A gentle, soft, scarcely audible, rippling laugh came back through the receiver.

"Wait there for me," said the voice. "I'm only a girl, you know."

The great man stepped back from the instrument, smoothed one eyebrow with. a cool finger-tip, and smiled at the position in which a national figure found himself. He thought of Janis, however, and squared his jaw. Then he became the famous Brevoort-in-Action, suave but alert, smiling like a satanic majesty who might devise legal schemes for wealthy underwriters, ready to pounce like a hawk of a Federal attorney zealous in the public welfare.

Not three minutes later, the door having opened, a twelve-year-old girl came up the aisle between the two rows of tables and sat down calmly, quite at her ease, directly opposite the great prosecuting attorney.

Many centuries of peasantry were in her somewhere, yet her young skin was of the finest texture, her eyes were indeed as soft as the gazelle's and seemed always to be on the point of seeing some marvelous, unbelievable happening, and her features, though large and mature, were delicately turned, not unlike those modeled by the Greeks. Two braids of black, black hair fell far down her back.

Brevoort observed her, thrusting toward her fresh, youthful countenance darts of fire from under his thick eyebrows.

"What's the matter?" she said, with a pout. "You aren't nice to me. Don't you shake hands-ever?"

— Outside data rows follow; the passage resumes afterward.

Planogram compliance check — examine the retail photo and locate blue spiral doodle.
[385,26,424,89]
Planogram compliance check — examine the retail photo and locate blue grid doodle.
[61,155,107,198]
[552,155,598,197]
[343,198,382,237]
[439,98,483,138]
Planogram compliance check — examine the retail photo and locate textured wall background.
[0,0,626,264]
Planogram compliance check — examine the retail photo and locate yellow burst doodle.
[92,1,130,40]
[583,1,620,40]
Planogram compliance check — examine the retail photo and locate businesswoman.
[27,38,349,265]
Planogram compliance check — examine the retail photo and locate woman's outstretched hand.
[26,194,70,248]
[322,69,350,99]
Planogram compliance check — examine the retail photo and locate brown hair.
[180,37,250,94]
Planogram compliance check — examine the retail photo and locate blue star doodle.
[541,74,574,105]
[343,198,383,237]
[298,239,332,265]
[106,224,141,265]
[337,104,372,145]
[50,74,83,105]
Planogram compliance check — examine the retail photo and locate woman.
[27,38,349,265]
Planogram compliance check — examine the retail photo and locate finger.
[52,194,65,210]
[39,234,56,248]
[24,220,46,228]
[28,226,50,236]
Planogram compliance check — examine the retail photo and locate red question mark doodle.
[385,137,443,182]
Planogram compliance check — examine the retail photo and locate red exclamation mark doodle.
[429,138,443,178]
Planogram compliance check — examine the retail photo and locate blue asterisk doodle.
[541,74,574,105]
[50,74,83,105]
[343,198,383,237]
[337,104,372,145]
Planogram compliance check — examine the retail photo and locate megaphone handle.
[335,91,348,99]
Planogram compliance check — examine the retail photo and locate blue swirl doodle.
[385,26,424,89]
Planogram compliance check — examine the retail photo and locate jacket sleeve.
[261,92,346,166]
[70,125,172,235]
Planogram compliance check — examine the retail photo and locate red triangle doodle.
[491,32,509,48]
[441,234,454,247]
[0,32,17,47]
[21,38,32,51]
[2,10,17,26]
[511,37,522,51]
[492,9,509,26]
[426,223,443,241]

The Federal attorney shrugged his shoulders, extended his long fingers, and felt the contact of the warm, soft hand of the child under whose skin the blood raced with the merriment of youth.

"You do not know me," he said, mysteriously, looking about as if fearful that the walls had ears.

"Yes, I do, if you please. You're the man who telephoned.”

Brevoort glanced up quickly. The brown, gazelle eyes were fairly dripping innocence.